Book The Pursuit of Signs

Download or read book The Pursuit of Signs written by Jonathan Culler and published by Routledge. This book was released on 2005-11-29 with total page 213 pages. Available in PDF, EPUB and Kindle. Book excerpt: To gain a deeper understanding of the literary movement that has dominated recent Anglo-American literary criticism, The Pursuit of Signs is a must. In a world increasingly mediated, it offers insights into our ways of consuming texts that are both brilliant and bold. Dancing through semiotics, reader-response criticism, the value of the apostrophe and much more, Jonathan Culler opens up for every reader the closed world of literary criticism. Its impact on first publication, in 1981, was immense; now, as Mieke Bal notes, 'the book has the same urgency and acuity that it had then', though today it has even wider implications: 'with the interdisciplinary turn taking hold, literary theory itself, through this book, becomes a much more widespread tool for cultural analysis'.

Book The Pursuit of Signs

Download or read book The Pursuit of Signs written by Jonathan D. Culler and published by Cornell University Press. This book was released on 2002 with total page 276 pages. Available in PDF, EPUB and Kindle. Book excerpt: This widely acclaimed work remains an important and vital work of literary scholarship. Covering semiotics, reader response criticism, and the value of the apostrophe, this work provides a detailed analysis of literary criticism.

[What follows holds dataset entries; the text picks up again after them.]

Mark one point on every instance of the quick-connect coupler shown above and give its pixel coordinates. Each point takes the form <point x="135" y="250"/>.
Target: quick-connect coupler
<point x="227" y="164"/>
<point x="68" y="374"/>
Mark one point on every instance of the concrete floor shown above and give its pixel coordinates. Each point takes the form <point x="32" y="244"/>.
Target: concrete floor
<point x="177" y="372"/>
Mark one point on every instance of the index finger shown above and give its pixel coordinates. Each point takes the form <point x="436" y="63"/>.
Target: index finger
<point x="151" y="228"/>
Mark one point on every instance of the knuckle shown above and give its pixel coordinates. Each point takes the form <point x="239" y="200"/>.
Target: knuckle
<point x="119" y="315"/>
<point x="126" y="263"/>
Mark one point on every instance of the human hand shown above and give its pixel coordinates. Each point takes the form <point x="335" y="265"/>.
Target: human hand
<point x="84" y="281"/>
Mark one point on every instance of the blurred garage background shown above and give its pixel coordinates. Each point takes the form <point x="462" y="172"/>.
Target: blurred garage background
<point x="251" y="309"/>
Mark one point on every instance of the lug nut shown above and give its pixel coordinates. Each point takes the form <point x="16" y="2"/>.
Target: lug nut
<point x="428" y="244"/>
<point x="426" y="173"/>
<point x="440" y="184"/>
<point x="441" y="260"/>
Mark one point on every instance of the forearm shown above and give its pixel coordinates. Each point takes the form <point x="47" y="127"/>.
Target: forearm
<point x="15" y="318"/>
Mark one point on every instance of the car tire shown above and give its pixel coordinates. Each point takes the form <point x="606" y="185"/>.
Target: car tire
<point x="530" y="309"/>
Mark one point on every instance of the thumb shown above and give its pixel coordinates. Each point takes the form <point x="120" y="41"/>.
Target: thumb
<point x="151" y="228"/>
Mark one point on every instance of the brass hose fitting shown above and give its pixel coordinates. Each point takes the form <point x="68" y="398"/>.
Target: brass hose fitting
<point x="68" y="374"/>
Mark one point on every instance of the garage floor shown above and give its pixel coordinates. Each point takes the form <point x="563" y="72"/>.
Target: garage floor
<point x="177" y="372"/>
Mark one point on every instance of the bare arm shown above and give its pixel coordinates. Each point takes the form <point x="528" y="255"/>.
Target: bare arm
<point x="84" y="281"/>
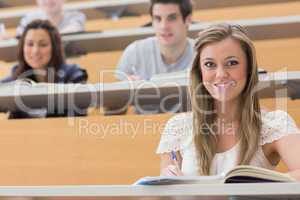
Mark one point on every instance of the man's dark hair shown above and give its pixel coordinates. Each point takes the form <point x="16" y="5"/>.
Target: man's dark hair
<point x="185" y="6"/>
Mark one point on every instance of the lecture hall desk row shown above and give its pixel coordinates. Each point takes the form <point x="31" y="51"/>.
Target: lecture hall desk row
<point x="86" y="150"/>
<point x="214" y="14"/>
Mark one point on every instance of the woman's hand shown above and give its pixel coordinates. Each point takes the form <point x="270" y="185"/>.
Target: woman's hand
<point x="171" y="170"/>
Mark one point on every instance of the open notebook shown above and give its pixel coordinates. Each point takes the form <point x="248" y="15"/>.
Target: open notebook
<point x="239" y="174"/>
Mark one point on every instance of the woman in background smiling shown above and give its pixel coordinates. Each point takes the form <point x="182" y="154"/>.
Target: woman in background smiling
<point x="41" y="59"/>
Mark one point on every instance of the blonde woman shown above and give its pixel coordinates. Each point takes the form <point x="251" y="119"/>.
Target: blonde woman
<point x="226" y="126"/>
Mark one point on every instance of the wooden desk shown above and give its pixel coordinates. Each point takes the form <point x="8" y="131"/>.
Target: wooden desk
<point x="267" y="28"/>
<point x="82" y="150"/>
<point x="99" y="8"/>
<point x="260" y="191"/>
<point x="166" y="92"/>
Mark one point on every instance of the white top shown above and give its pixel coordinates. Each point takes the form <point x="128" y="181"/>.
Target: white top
<point x="177" y="136"/>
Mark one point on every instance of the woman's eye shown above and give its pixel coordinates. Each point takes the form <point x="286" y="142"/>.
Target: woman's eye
<point x="232" y="63"/>
<point x="209" y="64"/>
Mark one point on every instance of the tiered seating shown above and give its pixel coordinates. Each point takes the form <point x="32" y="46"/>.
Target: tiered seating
<point x="88" y="159"/>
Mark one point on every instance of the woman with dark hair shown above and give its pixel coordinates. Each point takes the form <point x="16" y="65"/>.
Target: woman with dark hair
<point x="226" y="126"/>
<point x="41" y="59"/>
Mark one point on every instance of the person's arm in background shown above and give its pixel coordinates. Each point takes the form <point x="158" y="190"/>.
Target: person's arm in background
<point x="74" y="22"/>
<point x="127" y="66"/>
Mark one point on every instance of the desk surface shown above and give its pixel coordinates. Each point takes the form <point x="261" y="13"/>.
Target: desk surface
<point x="100" y="8"/>
<point x="208" y="191"/>
<point x="263" y="28"/>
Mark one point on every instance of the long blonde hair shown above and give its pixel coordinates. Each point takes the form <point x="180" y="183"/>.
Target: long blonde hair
<point x="204" y="110"/>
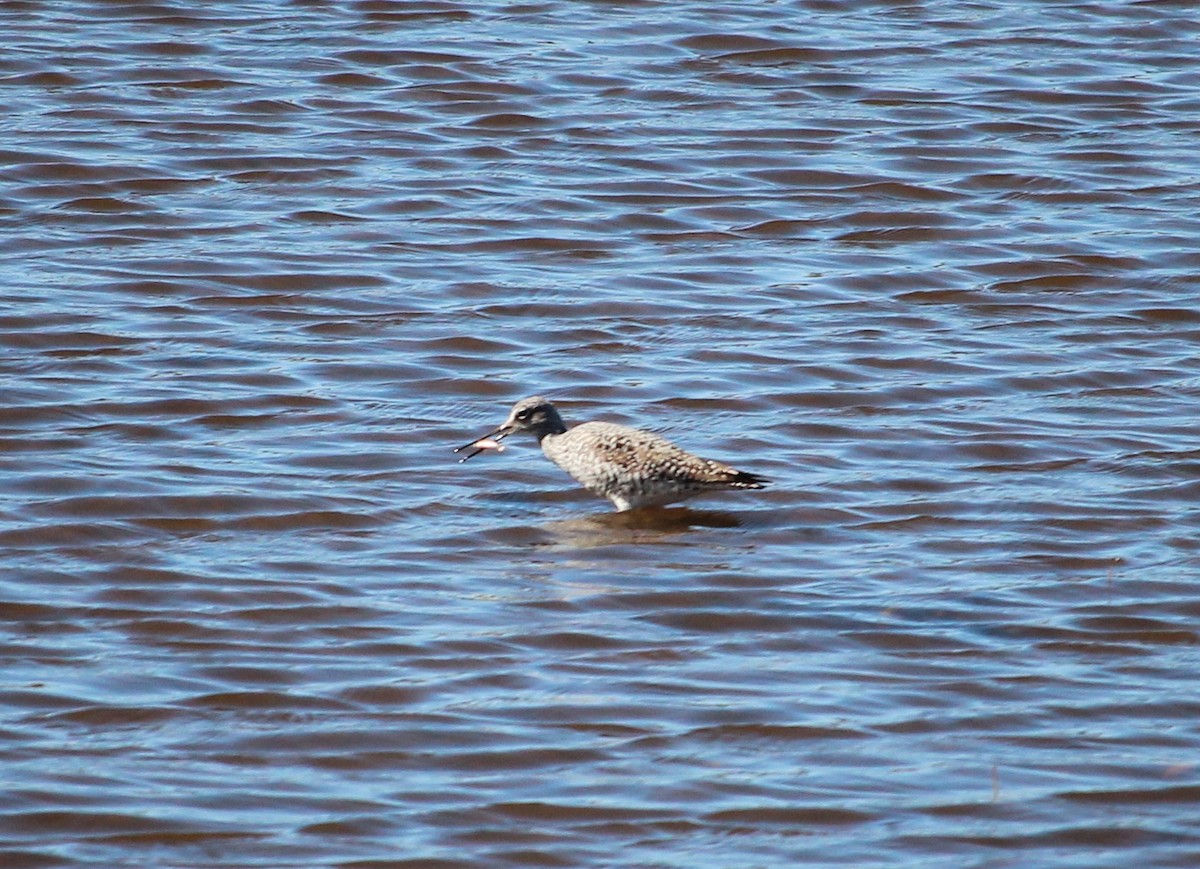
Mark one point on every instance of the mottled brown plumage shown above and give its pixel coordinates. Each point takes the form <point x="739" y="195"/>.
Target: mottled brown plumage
<point x="630" y="467"/>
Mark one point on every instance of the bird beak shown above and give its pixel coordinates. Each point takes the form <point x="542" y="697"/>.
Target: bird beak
<point x="489" y="442"/>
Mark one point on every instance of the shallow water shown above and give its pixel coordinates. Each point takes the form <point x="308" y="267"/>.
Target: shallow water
<point x="930" y="267"/>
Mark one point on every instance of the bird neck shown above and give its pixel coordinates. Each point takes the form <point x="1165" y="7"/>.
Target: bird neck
<point x="553" y="425"/>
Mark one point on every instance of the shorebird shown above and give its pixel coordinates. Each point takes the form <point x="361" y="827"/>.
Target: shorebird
<point x="630" y="467"/>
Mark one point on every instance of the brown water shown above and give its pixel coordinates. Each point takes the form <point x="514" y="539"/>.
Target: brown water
<point x="933" y="267"/>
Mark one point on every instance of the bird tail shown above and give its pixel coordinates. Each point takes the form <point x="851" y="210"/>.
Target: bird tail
<point x="744" y="479"/>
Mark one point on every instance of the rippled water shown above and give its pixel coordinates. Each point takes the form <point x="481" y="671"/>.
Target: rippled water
<point x="931" y="267"/>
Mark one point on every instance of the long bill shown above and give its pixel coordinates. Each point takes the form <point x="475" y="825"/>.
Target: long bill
<point x="489" y="442"/>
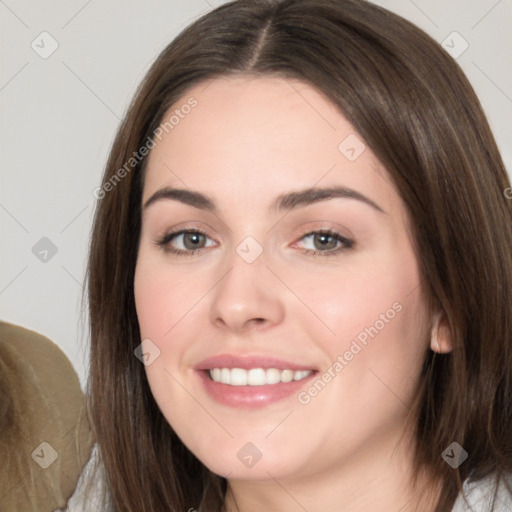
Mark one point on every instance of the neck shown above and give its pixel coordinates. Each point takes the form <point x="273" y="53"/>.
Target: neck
<point x="364" y="484"/>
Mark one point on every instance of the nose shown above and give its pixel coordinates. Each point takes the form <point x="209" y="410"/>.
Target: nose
<point x="247" y="297"/>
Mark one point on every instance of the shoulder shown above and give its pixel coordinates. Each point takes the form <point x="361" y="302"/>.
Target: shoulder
<point x="89" y="492"/>
<point x="480" y="496"/>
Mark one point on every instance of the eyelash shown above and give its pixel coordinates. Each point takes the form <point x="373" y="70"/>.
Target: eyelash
<point x="164" y="243"/>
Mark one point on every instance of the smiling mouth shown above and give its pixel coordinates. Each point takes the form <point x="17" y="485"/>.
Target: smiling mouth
<point x="255" y="376"/>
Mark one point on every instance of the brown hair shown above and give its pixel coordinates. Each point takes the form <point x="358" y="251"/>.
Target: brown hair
<point x="416" y="110"/>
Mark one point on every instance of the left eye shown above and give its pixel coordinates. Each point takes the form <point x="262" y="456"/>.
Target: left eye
<point x="326" y="242"/>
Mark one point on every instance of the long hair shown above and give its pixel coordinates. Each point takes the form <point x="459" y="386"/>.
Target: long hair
<point x="415" y="109"/>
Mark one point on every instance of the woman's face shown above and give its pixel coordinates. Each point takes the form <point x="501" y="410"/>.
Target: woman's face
<point x="281" y="282"/>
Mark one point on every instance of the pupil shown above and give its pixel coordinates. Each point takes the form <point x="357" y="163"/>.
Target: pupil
<point x="194" y="238"/>
<point x="324" y="240"/>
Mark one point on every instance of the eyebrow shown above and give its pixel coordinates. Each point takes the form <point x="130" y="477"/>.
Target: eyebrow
<point x="288" y="201"/>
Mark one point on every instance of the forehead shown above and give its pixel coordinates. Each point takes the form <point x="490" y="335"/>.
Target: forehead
<point x="252" y="138"/>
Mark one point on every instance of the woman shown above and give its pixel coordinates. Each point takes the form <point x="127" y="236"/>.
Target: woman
<point x="237" y="368"/>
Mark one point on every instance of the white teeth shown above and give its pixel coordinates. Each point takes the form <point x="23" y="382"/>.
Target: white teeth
<point x="256" y="376"/>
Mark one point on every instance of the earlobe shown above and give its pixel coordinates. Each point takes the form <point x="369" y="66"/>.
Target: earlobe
<point x="441" y="339"/>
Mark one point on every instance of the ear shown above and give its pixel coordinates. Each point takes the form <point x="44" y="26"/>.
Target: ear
<point x="441" y="338"/>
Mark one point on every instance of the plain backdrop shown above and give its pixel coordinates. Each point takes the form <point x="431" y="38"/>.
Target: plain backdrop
<point x="60" y="112"/>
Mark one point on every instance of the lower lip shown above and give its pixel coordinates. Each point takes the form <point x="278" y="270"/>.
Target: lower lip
<point x="251" y="396"/>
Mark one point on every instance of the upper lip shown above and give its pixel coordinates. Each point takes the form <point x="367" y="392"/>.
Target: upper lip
<point x="248" y="361"/>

Book The Gothic Fiction of Adelaida Garc  a Morales

Download or read book The Gothic Fiction of Adelaida Garc a Morales written by Abigail Lee Six and published by Tamesis Books. This book was released on 2006 with total page 182 pages. Available in PDF, EPUB and Kindle. Book excerpt: By highlighting features common to the Gothic classics and the works of Adelaida García Morales, this monograph aims to put the Gothic on the map in Hispanic Studies. The Gothic as a literary mode extending well beyond its first proponents in eighteenth-century England is well established in English studies but has been strangely under-used by Hispanists. Now Abigail Lee Six uses it as the paradigm through which to analyse the novels of Adelaida García Morales; while not suggesting that every novel by this author is a classic Gothic text, she reveals certain constants in the work that can be related to the Gothic, evenin novels which one might not classify as such. Each of the novels studied is paired with an English-language Gothic text, such as Dracula, Frankenstein and Dr Jekyll and Mr Hyde, and then read in the lightof it. The focus of each chapter ranges from psychological aspects, such as fear of decay or otherness, or the pressures linked to managing secrets, to more concrete elements such as mountains and frightening buildings, and to keyfigures such as vampires, ghosts, or monsters. This approach sheds new light on how García Morales achieves probably the most distinguishing feature of her novels: their harrowing atmosphere. ABIGAIL LEE SIX is Professor of Hispanic Studies at Royal Holloway, University of London.